More people should be screened for abdominal aortic aneurysm

Lifestyle

A majority of patients who undergo repair for ruptured abdominal aortic aneurysms (AAAs) do not qualify for screening, according to a study published online in the August issue of the Journal of Vascular Surgery.

Kirsten D. Dansey, M.D., from the Beth Israel Deaconess Medical Center in Boston, and colleagues used the National Inpatient Sample (2004 to 2015) to identify ruptured (65,125) and intact (461,191) AAA admissions and repairs. Treatment and in-hospital mortality were compared between patients meeting the criteria for screening and those who did not.
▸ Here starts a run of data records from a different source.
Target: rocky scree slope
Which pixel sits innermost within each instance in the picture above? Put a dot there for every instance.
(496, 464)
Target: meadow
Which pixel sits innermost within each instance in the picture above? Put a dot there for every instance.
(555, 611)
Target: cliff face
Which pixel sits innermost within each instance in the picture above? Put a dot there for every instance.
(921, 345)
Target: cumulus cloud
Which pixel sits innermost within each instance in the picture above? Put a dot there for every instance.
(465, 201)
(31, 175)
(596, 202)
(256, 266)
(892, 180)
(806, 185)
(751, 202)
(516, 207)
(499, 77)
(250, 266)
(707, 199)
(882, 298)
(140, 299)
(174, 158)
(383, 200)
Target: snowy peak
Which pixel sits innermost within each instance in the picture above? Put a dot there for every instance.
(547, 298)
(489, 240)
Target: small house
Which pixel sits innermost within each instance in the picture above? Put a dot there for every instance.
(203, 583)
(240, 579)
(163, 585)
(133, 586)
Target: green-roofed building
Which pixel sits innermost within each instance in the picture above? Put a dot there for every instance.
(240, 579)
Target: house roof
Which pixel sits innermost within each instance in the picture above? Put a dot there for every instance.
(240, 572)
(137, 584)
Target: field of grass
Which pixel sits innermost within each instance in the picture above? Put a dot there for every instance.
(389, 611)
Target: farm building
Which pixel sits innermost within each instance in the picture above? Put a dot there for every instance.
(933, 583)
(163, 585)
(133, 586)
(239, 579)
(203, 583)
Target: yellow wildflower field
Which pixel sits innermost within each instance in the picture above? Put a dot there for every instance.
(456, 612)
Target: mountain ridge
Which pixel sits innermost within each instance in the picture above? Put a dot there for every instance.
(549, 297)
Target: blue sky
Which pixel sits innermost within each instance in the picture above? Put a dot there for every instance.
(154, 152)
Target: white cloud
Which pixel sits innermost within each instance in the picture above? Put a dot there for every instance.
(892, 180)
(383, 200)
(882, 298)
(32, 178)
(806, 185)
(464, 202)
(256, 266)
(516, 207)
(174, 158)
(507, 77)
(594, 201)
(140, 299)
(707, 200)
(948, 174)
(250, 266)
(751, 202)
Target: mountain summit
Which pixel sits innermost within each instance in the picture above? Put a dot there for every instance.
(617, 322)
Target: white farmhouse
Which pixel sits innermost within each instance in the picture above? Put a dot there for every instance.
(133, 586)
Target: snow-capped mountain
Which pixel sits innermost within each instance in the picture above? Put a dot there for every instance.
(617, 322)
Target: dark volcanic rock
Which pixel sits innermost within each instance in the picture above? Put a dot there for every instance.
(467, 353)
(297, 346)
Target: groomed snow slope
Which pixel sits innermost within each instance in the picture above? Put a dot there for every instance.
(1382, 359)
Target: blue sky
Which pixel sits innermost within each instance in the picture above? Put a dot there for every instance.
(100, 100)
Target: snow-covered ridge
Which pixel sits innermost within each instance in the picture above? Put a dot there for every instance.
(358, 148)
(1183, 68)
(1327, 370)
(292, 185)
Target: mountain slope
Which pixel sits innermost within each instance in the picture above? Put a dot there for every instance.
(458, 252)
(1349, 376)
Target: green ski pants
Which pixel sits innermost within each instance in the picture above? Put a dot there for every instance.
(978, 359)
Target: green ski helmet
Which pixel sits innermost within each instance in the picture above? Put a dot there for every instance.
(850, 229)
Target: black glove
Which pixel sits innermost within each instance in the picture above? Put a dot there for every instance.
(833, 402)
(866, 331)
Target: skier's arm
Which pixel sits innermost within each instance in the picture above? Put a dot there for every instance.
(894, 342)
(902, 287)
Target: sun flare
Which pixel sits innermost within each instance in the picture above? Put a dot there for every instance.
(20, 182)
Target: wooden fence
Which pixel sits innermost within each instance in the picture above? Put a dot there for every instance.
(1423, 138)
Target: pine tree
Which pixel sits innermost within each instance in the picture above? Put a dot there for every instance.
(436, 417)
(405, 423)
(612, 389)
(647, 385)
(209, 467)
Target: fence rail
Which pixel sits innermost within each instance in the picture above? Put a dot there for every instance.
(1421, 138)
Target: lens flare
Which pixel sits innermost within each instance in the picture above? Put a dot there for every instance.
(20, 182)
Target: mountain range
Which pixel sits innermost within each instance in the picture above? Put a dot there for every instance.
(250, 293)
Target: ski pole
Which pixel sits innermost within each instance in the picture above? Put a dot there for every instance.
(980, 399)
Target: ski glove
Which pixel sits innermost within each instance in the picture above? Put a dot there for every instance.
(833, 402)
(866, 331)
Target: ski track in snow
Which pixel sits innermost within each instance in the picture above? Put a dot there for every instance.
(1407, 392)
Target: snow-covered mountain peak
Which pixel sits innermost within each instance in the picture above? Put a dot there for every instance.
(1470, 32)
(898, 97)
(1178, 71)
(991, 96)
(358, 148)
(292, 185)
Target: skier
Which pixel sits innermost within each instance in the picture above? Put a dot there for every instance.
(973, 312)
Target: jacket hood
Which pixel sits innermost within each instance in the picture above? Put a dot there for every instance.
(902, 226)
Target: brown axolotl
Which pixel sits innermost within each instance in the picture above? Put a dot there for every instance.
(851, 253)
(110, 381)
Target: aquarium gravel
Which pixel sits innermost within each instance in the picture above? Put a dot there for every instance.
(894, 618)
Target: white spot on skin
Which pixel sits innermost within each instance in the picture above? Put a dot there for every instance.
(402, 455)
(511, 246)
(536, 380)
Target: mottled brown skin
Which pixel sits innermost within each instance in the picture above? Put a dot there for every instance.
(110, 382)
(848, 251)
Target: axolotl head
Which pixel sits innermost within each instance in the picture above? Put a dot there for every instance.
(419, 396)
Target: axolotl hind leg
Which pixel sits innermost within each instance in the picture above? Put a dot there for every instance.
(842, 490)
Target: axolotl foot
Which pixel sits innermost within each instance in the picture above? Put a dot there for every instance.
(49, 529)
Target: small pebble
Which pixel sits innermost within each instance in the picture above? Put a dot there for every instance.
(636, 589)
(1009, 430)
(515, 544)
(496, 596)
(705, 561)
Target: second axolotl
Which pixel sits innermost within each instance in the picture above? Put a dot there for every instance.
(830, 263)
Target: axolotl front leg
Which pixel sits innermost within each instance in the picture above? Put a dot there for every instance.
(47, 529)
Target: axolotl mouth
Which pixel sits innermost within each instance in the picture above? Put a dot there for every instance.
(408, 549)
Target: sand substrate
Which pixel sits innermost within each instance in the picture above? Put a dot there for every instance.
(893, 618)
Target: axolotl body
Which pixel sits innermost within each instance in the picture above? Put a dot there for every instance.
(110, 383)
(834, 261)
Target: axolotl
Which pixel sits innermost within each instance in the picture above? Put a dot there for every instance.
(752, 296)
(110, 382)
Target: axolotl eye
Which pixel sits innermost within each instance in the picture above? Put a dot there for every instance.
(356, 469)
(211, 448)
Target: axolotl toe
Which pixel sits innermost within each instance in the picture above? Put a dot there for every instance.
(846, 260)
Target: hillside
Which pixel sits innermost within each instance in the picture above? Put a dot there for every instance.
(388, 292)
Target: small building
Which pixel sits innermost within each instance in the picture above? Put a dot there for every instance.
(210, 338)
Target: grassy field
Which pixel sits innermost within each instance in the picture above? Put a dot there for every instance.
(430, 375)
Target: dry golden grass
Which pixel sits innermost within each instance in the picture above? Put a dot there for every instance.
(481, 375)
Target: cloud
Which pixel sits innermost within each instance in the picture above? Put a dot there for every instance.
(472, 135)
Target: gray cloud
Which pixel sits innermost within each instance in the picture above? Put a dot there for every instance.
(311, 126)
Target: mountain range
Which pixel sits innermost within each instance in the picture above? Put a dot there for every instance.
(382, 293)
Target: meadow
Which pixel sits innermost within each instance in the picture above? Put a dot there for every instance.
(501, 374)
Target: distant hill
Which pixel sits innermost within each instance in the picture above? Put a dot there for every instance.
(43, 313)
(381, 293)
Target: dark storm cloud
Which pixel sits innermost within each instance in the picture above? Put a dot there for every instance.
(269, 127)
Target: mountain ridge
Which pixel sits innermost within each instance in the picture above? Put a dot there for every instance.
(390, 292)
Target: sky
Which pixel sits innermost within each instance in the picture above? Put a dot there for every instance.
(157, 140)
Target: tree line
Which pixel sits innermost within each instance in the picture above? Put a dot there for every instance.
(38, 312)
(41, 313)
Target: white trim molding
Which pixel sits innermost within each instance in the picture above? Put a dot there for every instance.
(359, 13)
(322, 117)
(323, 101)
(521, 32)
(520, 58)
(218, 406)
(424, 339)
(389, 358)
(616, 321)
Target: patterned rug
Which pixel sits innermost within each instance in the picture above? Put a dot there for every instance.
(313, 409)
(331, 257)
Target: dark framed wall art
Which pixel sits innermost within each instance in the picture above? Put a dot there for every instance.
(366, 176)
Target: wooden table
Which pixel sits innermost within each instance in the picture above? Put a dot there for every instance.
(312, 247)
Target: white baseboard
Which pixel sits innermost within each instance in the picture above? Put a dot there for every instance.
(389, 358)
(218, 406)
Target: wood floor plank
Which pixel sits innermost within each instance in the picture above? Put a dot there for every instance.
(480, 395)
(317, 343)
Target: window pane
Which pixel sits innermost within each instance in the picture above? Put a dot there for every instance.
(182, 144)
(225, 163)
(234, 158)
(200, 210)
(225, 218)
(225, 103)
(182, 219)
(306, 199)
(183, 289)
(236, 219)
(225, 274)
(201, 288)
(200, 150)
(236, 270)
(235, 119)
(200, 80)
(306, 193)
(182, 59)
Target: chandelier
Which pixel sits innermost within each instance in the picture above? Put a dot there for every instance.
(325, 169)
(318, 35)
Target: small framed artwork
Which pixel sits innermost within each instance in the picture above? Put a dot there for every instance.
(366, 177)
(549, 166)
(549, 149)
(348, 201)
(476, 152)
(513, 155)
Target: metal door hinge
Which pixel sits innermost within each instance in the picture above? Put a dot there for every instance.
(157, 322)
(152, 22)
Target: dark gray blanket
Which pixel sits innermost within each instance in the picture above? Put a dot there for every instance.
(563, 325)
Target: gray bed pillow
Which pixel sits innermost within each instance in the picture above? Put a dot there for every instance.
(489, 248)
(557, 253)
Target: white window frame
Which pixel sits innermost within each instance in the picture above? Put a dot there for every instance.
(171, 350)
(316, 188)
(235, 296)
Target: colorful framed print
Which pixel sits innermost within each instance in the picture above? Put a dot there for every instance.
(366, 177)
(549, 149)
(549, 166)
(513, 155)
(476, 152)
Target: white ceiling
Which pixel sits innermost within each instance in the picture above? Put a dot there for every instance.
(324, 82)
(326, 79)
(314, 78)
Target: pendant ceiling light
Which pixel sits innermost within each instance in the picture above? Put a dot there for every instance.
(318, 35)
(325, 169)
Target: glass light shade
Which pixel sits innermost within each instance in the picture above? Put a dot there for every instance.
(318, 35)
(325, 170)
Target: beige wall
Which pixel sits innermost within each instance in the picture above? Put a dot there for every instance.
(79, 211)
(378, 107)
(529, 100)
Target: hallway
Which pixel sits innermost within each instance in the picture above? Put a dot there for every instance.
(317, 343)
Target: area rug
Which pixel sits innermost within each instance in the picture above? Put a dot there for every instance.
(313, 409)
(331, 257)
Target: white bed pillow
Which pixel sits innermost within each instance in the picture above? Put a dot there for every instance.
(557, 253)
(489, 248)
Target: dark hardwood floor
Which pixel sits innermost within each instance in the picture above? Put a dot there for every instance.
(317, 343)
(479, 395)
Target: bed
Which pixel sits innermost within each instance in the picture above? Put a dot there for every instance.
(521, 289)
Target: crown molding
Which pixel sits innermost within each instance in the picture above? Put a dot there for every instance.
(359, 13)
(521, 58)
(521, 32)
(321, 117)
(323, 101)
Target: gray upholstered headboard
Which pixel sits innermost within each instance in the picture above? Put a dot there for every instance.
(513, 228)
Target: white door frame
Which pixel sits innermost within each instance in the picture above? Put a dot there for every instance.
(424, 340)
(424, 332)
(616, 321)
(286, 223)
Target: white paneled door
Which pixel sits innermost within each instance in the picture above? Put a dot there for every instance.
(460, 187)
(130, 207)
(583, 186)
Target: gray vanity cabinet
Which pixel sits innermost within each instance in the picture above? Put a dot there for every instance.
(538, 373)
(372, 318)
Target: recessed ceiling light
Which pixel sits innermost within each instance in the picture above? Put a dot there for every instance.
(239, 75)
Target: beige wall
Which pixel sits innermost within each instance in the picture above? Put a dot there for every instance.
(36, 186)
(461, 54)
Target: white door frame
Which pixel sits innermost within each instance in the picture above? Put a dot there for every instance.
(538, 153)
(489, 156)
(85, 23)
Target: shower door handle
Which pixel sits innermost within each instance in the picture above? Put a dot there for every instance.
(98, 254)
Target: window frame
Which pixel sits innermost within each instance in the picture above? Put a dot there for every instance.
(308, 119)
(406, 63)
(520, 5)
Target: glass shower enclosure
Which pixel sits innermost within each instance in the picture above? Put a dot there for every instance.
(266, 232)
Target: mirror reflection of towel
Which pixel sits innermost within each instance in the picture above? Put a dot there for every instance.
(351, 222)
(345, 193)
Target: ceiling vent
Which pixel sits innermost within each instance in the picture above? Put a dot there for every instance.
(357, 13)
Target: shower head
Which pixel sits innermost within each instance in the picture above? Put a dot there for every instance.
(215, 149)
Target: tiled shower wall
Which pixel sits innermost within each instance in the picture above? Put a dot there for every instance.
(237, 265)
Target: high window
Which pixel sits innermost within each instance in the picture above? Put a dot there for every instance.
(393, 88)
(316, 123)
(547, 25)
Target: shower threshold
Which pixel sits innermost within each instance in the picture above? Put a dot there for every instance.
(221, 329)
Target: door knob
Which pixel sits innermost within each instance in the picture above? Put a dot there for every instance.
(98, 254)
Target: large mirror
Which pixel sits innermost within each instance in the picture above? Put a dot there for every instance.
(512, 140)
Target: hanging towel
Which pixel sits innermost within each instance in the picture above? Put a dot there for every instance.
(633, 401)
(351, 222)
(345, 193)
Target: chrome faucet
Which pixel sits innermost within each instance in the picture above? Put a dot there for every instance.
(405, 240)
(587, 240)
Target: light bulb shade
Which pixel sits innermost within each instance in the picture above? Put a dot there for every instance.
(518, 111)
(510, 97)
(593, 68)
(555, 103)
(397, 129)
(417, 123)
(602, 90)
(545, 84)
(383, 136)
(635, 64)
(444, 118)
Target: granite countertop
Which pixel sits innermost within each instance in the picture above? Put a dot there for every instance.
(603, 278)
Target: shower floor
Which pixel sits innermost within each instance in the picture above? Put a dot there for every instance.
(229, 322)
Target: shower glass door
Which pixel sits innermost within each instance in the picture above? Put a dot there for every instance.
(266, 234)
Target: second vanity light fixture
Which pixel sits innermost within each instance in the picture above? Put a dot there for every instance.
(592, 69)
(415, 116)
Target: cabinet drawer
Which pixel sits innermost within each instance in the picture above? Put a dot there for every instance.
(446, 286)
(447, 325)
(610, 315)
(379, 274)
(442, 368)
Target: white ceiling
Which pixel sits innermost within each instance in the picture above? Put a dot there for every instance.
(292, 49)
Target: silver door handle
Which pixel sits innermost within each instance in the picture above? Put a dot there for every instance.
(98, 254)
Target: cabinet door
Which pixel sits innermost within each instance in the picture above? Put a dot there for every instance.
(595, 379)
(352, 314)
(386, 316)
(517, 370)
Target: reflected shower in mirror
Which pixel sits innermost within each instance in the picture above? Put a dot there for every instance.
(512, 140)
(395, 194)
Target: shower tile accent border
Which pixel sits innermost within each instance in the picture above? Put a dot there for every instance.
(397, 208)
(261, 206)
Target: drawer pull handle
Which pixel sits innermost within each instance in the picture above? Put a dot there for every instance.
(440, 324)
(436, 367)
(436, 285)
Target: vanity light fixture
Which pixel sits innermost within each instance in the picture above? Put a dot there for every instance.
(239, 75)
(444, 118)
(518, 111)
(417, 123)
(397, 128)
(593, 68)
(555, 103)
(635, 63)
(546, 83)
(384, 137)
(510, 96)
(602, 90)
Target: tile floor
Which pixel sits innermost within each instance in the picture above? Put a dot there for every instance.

The researchers found that an estimated 68 percent of admitted patients and 59 percent of patients who had undergone repair for ruptured AAAs did not meet the criteria for screening. Among patients who did not qualify for screening, 63 percent were older than 75 years, while 24 percent were younger than 65 years, and 36 percent were women. There was an increase in endovascular AAA repair for ruptured AAAs from 10 percent in 2004 to 55 percent in 2015, with operative mortality of 35 percent. Similarly, endovascular AAA repair increased for intact AAAs from 45 percent in 2004 to 83 percent in 2015, with operative mortality of 2.0 percent.

“The current screening guidelines are not based on modern practice data,” Dansey said in a statement. “The advantage of using endovascular AAA repair is missed when calculating which patients would benefit from this low-risk procedure. Patients aged >75 years constituted more than one half of the patients admitted with AAA rupture and represent a critical and increasing screening-ineligible population.”